BYU Athletic Director Tom Holmoe isn’t standing pat though.  Holmoe knows the importance of BYU having the opportunity to schedule SEC teams in the future.  So Holmoe is looking to talk with SEC Commissioner Mike Slive to see where BYU fits in the leagues new scheduling requirements.

It’s smart that BYU is seeing where they stand with the SEC.  Holmoe has always preached that BYU is always keeping a pulse of what is happening in the world of College Football, and when you talk pulse of college football there’s no bigger league than the SEC.

So think about it, what if BYU gets an exception from Slive for BYU to play SEC teams in the future?  Wouldn’t this be the crowning moment of independence, and validate the move to an independent path altogether?  We all know that perception holds a lot of weight in the college football world, and BYU’s perception would skyrocket if the SEC said the Cougars fit into the Power 5 scheduling mix they require for their member schools.  If the SEC views BYU as one of College Football’s power programs, why wouldn’t everyone else, including the playoff committee?

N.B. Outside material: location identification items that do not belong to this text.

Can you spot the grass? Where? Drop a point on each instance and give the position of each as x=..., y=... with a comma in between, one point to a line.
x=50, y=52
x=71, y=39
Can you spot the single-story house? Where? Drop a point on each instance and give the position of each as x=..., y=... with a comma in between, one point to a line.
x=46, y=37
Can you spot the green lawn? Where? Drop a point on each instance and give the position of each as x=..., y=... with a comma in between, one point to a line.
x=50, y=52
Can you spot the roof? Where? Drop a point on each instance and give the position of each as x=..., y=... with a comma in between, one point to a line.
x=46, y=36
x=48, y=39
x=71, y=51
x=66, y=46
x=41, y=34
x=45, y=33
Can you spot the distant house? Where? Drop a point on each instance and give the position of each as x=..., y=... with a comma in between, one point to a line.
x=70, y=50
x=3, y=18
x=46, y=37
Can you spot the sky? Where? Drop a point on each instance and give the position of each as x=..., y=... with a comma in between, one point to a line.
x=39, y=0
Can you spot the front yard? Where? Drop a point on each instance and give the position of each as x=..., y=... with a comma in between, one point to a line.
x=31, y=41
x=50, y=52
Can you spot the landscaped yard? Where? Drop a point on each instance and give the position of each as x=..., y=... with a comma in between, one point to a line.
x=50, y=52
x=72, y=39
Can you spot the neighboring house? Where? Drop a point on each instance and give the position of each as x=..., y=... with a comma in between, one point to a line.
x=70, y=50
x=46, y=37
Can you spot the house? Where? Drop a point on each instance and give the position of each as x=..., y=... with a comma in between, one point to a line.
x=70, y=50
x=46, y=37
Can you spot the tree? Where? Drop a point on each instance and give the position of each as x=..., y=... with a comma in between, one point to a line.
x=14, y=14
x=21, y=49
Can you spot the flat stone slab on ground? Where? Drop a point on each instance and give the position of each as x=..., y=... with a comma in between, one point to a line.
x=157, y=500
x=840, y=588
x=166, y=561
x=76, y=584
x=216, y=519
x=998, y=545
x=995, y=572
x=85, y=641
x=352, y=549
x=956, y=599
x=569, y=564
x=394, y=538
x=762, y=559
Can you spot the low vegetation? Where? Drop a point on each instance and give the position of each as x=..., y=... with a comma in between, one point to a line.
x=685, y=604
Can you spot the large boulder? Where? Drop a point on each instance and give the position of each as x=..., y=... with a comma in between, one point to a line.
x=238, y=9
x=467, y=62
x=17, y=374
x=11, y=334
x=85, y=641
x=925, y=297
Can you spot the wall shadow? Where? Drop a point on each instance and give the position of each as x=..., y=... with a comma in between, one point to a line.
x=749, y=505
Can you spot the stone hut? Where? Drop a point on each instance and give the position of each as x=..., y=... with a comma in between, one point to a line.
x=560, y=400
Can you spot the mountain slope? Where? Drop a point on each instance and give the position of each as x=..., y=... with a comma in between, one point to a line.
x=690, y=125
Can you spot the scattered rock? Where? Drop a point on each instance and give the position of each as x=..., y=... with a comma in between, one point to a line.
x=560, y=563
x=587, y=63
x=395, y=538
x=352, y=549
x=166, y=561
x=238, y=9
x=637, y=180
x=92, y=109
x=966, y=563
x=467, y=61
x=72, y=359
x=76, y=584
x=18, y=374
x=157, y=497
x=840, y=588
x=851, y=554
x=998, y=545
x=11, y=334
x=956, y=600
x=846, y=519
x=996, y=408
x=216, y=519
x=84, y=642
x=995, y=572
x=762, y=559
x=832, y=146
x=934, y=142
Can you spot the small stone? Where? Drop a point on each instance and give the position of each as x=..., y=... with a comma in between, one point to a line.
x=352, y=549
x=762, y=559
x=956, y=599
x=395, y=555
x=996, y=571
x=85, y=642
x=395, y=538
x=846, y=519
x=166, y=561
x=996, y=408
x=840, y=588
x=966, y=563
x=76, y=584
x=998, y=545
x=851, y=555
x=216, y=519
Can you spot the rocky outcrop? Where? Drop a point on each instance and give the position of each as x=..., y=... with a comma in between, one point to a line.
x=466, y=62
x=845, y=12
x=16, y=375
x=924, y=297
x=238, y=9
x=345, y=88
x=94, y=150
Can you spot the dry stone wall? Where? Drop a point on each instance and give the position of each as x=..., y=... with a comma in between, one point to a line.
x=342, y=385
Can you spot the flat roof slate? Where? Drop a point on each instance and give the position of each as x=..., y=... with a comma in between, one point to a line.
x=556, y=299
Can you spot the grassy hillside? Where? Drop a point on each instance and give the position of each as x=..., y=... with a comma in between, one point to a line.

Slive gave BYU a nice little tap on the head yesterday with his comment to ESPN’s Joe Schad saying, “they do have a nice program.”  Nothing can be taken from that, but hey how often do you hear Slive actually talking about BYU?

If BYU can get an agreement with the SEC this would validate the long-term goals of independence.  It would be the move that says independence can be successful long-term, and BYU can put together a schedule that is nationally respected.  Now keep in mind, if this agreement happened it’s not like LSU & Alabama would be coming to Provo year-after-year.  Although, we are still waiting on the Tide to make their return trip to Provo that they backed out of in 1996 due to “SEC commitments”.  Make it right Bama and honor Glen Tuckett’s agreement back in the day.  Anyways, what we could expect is a lot of games against these SEC schools on the road.  Honestly, that’s fine.  Is anyone going to complain about a trip to Tennessee, Georgia, Texas A&M, Florida, or basically any school in that league not named Missouri?  Sorry Mizzou you still don’t make sense in that league to me.  You just don’t.

Road games, neutral sites, and the occasional game in Provo would be great.  Anything with the SEC says big-time college football, and if BYU wants to be on the biggest stages, you have to be in this scheduling mix Slive is requiring.

I’d tell Mike Slive, what other program is going to give you a guaranteed ESPN game if one of your schools actually rolled the dice and traveled west?  How many programs within the Power 5 can boast a stadium that holds 64,000+, and has been one of the winningest programs in college football over the last 40 years?  Not many.   If the SEC looks into this further there’s no reason BYU wouldn’t be a great school to give an exception to.  The Cougars would do anything to be part of the scheduling mix, and would be a great partner to work with.

Whatever happens with the SEC and BYU in the coming months, or years, the outcome might be the moment that sets BYU in the haves or have-nots of College Football.